OWASP shipped Smart Contract Top 10 (2026) with SC10 Proxy & Upgradeability as a new category, SC02 Business Logic promoted to #2, and SC08 Reentrancy demoted to #8. It is the first time the list has been re-organised around governance and deployment discipline rather than just code-level bug classes. The full SCH breakdown of every category sits at /owasp-2026.

The post-quarter overhang is worth previewing, because both incidents started before Q1 ended. Drift Protocol lost $285M on April 1, 2026 to a six-month DPRK social-engineering operation; Kelp DAO's rsETH bridge was drained for ~$292M on April 18 through a 1-of-1 LayerZero verifier configuration (CoinDesk). Neither involved a contract bug. Q2 2026 will read very differently from Q1 because of them, and the prevention work belongs in the Q1 mind-set: transaction legibility for human signers, signing-tool integrity, and bridge-validator key handling.

Continuous formal verification has graduated from research to flagship DeFi. Aave V4 is the cleanest public case study: a six-year continuous formal-verification collaboration with Certora combining the Prover, directed fuzzing on SMT solvers, adversarial testing, and manual auditing throughout development.
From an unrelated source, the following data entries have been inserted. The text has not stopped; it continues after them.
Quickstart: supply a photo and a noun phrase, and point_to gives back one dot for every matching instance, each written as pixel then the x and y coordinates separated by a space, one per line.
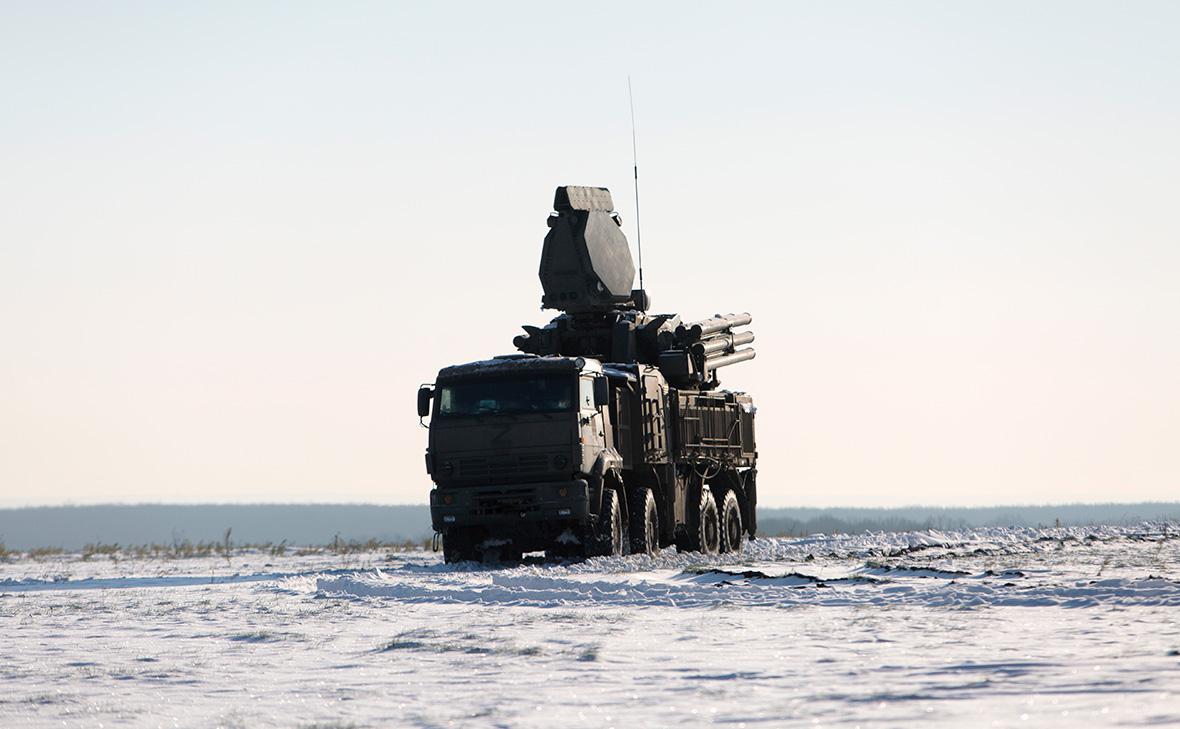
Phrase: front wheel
pixel 705 530
pixel 644 523
pixel 729 517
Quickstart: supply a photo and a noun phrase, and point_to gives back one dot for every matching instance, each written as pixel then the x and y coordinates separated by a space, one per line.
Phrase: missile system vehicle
pixel 608 432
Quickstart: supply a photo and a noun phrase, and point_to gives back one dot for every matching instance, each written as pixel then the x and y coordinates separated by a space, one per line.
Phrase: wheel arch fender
pixel 605 473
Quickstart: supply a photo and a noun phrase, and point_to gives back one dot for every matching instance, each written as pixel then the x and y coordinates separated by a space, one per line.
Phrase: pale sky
pixel 235 237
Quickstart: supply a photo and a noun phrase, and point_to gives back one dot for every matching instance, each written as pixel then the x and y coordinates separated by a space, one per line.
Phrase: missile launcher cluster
pixel 587 273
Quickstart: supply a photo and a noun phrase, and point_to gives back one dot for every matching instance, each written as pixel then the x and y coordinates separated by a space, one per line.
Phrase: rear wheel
pixel 644 521
pixel 729 520
pixel 608 534
pixel 705 533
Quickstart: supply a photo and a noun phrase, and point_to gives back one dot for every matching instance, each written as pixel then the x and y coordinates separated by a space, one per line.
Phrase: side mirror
pixel 601 392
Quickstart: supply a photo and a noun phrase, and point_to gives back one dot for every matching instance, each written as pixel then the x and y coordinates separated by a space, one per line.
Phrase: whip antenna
pixel 635 166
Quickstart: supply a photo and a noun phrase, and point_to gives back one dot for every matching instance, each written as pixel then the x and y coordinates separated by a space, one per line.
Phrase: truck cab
pixel 518 450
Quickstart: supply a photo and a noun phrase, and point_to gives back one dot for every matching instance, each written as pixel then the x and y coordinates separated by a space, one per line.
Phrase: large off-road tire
pixel 608 534
pixel 644 527
pixel 703 530
pixel 729 523
pixel 458 546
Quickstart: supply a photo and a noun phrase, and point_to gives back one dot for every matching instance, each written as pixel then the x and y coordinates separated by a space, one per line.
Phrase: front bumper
pixel 506 505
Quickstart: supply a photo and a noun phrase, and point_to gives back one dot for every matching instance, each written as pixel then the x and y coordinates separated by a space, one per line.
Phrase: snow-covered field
pixel 997 626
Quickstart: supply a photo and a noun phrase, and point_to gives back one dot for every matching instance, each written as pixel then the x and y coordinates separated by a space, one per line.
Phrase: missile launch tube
pixel 712 326
pixel 726 341
pixel 726 360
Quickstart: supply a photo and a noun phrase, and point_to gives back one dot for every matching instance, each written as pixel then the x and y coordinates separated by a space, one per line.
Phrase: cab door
pixel 591 424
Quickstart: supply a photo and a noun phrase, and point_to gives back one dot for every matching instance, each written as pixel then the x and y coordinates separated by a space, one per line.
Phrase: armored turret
pixel 587 273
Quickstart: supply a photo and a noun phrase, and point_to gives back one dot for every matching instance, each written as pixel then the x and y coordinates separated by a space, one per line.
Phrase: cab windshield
pixel 535 394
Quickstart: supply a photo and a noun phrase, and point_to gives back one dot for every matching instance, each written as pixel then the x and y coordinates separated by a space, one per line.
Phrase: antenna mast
pixel 635 166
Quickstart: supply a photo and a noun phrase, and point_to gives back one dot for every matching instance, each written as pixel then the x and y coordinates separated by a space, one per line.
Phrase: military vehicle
pixel 607 433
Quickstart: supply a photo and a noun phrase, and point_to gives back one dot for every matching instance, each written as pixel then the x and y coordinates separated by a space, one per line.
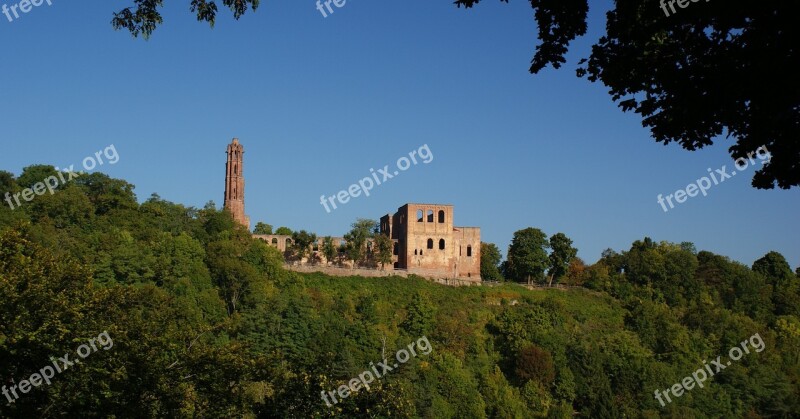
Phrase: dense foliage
pixel 207 323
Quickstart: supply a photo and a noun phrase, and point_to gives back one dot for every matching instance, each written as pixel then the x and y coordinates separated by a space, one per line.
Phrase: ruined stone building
pixel 234 183
pixel 426 242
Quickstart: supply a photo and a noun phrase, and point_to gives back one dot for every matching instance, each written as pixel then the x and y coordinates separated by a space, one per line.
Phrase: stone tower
pixel 234 183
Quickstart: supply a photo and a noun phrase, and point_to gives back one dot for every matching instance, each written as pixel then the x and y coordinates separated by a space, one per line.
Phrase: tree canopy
pixel 693 75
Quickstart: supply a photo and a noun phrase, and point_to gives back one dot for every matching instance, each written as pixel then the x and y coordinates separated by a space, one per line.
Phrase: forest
pixel 206 322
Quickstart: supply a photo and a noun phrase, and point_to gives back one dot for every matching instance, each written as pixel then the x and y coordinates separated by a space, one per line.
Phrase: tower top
pixel 234 183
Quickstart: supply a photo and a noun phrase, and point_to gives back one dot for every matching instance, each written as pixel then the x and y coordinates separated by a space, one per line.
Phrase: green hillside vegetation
pixel 206 322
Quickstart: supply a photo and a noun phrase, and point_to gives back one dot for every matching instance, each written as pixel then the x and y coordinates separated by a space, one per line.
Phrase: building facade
pixel 428 244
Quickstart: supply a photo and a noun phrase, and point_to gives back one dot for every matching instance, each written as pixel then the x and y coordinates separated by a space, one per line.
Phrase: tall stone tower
pixel 234 183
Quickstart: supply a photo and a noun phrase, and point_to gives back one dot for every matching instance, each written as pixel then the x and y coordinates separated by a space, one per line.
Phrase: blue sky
pixel 318 102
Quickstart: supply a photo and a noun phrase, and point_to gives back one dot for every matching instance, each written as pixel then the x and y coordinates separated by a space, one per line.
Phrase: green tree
pixel 283 231
pixel 419 317
pixel 786 295
pixel 561 255
pixel 361 230
pixel 527 255
pixel 301 243
pixel 490 262
pixel 262 228
pixel 535 363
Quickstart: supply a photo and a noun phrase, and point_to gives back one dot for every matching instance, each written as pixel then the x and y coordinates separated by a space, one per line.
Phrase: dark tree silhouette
pixel 694 74
pixel 710 69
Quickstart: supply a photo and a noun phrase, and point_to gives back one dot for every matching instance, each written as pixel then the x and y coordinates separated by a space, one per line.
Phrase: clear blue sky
pixel 318 101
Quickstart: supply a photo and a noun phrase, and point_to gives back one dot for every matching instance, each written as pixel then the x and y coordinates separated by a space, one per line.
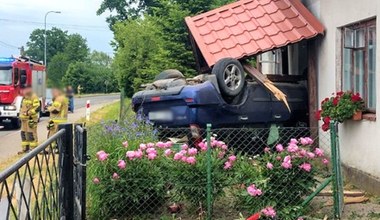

Trail of Bits' Feb 2025 call for invariant-driven development has become the most-cited methodological framing in 2026 audit writeups.

Notable mentions

  • Step Finance - $40M, no audit credited. Infrastructure / Other. Worth a closer look because there is no published review to compare against.

  • IPOR Fusion - $336K. Technique: EIP-7702 Delegation Exploit / Access Control. Smaller incidents like this are where new exploit patterns usually surface first.

Methodology

Data covers smart-contract incidents with a recorded date between 2026-01-01 and 2026-03-31, pulled from the SCH hack database which aggregates DefiLlama Hacks, Web3HackHub, SlowMist, and BlockSec records. Of 57 incidents in the window, 55 have a disclosed dollar amount; the totals on this page are based on those. Attack-class and OWASP 2026 mappings are SCH editorial overlays on top of the source data; incidents may legitimately appear in more than one category. When a single incident maps to multiple categories, its dollar amount is split evenly so per-category totals do not double-count. Editorial notes on individual incidents are sourced from Halborn, BlockSec, Chainalysis, Verichains, and protocol-team post-mortems linked inline.